AUD USD Analysis: By Popular Demand!

It hasn’t gone unnoticed by some that I’ve never posted an AUD:USD analysis.

There are some reasons for this, the main one being that I have a bet that AUD:USD will make all time new high’s in 2012. The year started great and just a few Week’s ago AUD:USD was within 300 pips of delivering my winnings, but the recent correction has concerned me a little.

So there we have it, I have an agenda and ultimately a bias surrounding AUD:USD and for that reason I’ve not made any great efforts to analyse it this year. Due to a few requests to chart it in detail, and in order to instil fear into the counter-party of my bet in the hope that he gives me the prize early, I’m going to take a closer look, but be warned, I’ll only be looking at the bullish potential!

First off is the Hourly chart showing a potentially bullish falling wedge having been back tested by today’s sell off. In fact, although price action and MACD isn’t confirming it, this re-test of the falling wedge looks very attractive as an entry for a risky long. I wasn’t expecting to see anything like this when I first opened the chart:

Moving on to the 4 hourly time frame and again we have a sequence of lower highs and lower lows, but what I found particularly interesting is that the horizontal line at 1.0475 was placed on this chart back in May 2011 as my system had calculated that level as future support/resistance to trigger trade entries and by pure coincidence that is exactly where price lies as I type. It would be truly fascinating to see if the price can still remember support at this level after all this time. Note that this support is only on the 4 hourly time frame meaning that from my system’s point of view any trade targets or stop losses must also be based on this time frame. Beware that MACD is rolling over and on it’s own does not support a long entry from here.

Finally the Weekly Time frame. To be honest, there isn’t much I can say about this, it doesn’t look particularly bearish or bullish and I could quite easily see price moving in either direction from here, again noting that MACD is rolling over.
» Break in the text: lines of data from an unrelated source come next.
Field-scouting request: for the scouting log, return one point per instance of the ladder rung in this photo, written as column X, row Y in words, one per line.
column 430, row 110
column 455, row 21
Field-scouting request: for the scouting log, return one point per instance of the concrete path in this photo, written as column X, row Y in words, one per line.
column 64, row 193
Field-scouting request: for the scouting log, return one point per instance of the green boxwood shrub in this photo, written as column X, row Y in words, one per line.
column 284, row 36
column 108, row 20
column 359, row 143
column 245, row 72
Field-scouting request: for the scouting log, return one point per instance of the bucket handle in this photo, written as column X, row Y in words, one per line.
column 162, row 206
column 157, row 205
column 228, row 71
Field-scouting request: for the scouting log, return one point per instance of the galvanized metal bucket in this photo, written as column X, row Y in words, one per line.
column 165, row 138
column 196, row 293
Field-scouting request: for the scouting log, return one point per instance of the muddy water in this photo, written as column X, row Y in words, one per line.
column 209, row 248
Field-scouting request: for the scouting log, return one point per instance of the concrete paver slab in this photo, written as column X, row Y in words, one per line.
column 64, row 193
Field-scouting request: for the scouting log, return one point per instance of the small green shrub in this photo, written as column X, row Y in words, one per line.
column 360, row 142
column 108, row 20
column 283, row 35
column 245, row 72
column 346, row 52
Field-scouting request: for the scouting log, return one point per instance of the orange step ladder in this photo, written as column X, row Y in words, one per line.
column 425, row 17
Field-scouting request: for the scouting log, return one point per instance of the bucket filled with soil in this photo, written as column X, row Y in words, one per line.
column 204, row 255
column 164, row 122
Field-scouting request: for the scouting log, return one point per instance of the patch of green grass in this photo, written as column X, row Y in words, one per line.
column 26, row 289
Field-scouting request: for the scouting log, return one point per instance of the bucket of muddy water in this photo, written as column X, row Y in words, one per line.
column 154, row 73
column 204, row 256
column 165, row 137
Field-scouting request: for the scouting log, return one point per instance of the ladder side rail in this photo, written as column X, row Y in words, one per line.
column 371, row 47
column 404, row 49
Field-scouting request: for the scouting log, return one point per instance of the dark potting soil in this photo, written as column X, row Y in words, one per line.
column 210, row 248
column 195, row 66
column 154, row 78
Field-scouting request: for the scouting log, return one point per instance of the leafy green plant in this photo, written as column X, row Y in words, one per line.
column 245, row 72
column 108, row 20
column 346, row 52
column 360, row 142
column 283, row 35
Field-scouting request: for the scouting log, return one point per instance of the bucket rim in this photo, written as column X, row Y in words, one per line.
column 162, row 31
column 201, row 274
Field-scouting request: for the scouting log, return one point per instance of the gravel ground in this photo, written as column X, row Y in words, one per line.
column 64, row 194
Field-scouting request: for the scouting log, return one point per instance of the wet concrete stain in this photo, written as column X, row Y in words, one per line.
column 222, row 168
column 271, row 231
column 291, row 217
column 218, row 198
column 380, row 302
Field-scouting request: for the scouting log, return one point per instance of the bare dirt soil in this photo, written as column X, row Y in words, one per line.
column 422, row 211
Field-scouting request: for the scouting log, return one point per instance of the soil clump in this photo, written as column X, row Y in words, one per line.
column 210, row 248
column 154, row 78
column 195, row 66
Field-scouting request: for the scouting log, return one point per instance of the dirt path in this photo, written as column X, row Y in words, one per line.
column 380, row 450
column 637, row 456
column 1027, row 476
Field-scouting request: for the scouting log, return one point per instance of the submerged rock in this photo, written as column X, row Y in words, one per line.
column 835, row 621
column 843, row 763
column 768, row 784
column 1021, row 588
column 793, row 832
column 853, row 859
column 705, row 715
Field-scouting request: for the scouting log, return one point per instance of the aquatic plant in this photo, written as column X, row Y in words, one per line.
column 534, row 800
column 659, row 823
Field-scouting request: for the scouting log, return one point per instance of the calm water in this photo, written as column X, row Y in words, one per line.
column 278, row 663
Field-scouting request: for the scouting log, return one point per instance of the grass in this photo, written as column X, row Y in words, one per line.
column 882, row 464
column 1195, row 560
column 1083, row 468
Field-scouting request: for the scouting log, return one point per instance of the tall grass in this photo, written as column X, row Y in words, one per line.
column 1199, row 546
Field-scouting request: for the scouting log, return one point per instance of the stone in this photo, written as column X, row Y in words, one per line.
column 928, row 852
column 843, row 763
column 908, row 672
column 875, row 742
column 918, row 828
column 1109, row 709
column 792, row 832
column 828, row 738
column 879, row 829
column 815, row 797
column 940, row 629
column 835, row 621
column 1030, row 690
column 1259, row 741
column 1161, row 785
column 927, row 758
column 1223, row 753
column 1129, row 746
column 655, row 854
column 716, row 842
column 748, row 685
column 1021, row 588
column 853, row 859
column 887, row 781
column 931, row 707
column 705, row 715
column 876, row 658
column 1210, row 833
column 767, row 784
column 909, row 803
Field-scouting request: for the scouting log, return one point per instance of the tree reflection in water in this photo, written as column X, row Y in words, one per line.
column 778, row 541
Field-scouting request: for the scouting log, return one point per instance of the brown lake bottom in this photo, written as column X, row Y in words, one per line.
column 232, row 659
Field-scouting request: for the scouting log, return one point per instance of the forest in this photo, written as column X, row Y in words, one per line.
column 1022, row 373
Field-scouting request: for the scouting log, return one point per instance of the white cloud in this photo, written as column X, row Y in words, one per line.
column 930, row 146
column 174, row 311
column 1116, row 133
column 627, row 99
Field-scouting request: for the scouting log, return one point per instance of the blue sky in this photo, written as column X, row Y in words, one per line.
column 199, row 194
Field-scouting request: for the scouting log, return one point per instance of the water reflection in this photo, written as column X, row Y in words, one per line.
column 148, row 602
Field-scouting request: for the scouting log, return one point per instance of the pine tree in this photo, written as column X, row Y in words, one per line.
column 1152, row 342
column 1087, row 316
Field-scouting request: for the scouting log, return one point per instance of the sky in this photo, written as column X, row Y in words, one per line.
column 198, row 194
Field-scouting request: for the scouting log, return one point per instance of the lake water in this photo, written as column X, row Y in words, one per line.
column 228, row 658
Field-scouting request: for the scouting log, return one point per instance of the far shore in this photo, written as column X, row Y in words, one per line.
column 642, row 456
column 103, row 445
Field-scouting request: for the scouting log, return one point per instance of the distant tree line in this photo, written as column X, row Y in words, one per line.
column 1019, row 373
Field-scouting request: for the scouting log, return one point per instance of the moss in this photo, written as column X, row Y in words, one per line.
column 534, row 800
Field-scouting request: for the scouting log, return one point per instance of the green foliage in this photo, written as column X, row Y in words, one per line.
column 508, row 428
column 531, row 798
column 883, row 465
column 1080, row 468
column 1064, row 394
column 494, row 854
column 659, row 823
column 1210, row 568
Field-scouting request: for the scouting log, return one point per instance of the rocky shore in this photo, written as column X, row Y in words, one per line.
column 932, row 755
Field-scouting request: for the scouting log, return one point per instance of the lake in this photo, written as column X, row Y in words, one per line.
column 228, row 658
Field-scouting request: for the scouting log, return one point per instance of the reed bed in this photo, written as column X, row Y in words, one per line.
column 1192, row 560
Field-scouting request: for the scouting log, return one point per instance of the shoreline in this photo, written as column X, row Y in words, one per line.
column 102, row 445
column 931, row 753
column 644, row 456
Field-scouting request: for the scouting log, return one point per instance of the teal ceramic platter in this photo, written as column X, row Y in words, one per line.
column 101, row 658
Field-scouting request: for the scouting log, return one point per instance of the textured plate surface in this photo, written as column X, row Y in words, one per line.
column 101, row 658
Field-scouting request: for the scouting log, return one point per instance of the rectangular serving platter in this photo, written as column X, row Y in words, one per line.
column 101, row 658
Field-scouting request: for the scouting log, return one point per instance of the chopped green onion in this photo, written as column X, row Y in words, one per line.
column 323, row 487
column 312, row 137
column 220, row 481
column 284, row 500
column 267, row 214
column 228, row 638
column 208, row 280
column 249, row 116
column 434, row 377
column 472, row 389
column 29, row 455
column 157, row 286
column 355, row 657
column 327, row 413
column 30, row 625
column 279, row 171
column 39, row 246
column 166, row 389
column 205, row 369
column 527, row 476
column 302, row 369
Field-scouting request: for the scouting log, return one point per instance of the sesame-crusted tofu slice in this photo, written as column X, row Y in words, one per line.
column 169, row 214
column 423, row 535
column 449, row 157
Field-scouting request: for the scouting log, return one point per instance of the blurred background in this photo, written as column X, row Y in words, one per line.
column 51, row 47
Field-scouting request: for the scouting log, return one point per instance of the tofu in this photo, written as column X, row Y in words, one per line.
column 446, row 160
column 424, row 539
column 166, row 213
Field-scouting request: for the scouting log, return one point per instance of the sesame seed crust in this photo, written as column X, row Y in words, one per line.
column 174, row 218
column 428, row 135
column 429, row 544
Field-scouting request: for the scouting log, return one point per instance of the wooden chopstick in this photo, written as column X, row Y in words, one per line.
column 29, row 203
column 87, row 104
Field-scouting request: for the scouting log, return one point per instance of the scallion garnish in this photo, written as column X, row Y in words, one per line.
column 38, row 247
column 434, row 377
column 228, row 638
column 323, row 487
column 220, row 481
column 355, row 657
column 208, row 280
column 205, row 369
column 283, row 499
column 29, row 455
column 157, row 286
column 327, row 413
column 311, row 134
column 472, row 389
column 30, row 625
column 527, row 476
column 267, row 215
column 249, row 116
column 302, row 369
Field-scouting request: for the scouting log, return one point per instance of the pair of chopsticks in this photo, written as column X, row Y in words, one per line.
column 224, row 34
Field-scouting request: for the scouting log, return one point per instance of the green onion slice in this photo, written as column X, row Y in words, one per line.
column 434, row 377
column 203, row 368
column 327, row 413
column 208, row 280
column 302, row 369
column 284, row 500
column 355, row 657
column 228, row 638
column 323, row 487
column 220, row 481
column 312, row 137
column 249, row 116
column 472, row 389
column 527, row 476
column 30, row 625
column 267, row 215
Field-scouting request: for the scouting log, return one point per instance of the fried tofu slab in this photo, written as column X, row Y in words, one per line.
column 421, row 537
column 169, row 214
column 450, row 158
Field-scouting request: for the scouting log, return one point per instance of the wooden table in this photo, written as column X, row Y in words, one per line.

If already in a long term swing trade, then one could possibly use some of the lines on this chart as a guide to stop loss placement or target areas.

The combination of the (blue) 20 MA lining up with possible support at 1.0381 and also the up trend line offers a good level to watch if you are already in a swing long position, or alternatively as a low risk long entry were price to reach these levels:

So there’s my current thoughts on AUD:USD and I leave you to decide whether we’ve got any trade-able set-ups amongst the various time frames. I’ll probably stay flat for now, but if that hourly falling wedge back-test offers support I could be persuaded into taking a long entry.

Of course, we’ll be seeing new highs at some point this year!

 

5 Comments
  • Razor Swing Trader
    Posted at 01:36h, 21 March

    The Aussie is weak at the moment with the slowing down of China. There are many talking about China being the next GFC as its lending is all over the shop and greater in magnitude than USA. With the US looking stronger and China weaker its going to be hard for a new high.

  • RS2OOO
    Posted at 01:52h, 21 March

    When entering the bet for an all time new high, AUD:USD was at 1.0200 area and we saw a 650 point rally from there, although we’ve since sold off a bit.

    To see a new high this year, the levels detailed in that Weekly chart need to hold.

    In the short term, it wouldn’t suprise me if we see a rally from the levels detailed above at least to go up and test the 4 hourly 200 MA from the underside.

  • Razor Swing Trader
    Posted at 02:17h, 21 March

    Of course anything is possible in the land of Harry Potter….

  • RS2OOO
    Posted at 18:20h, 21 March

    …Saying that, Pimco calling AUD/USD to 0.9000 by year end.

    Also bearish on GBP and EUR, very bullish on Dollar.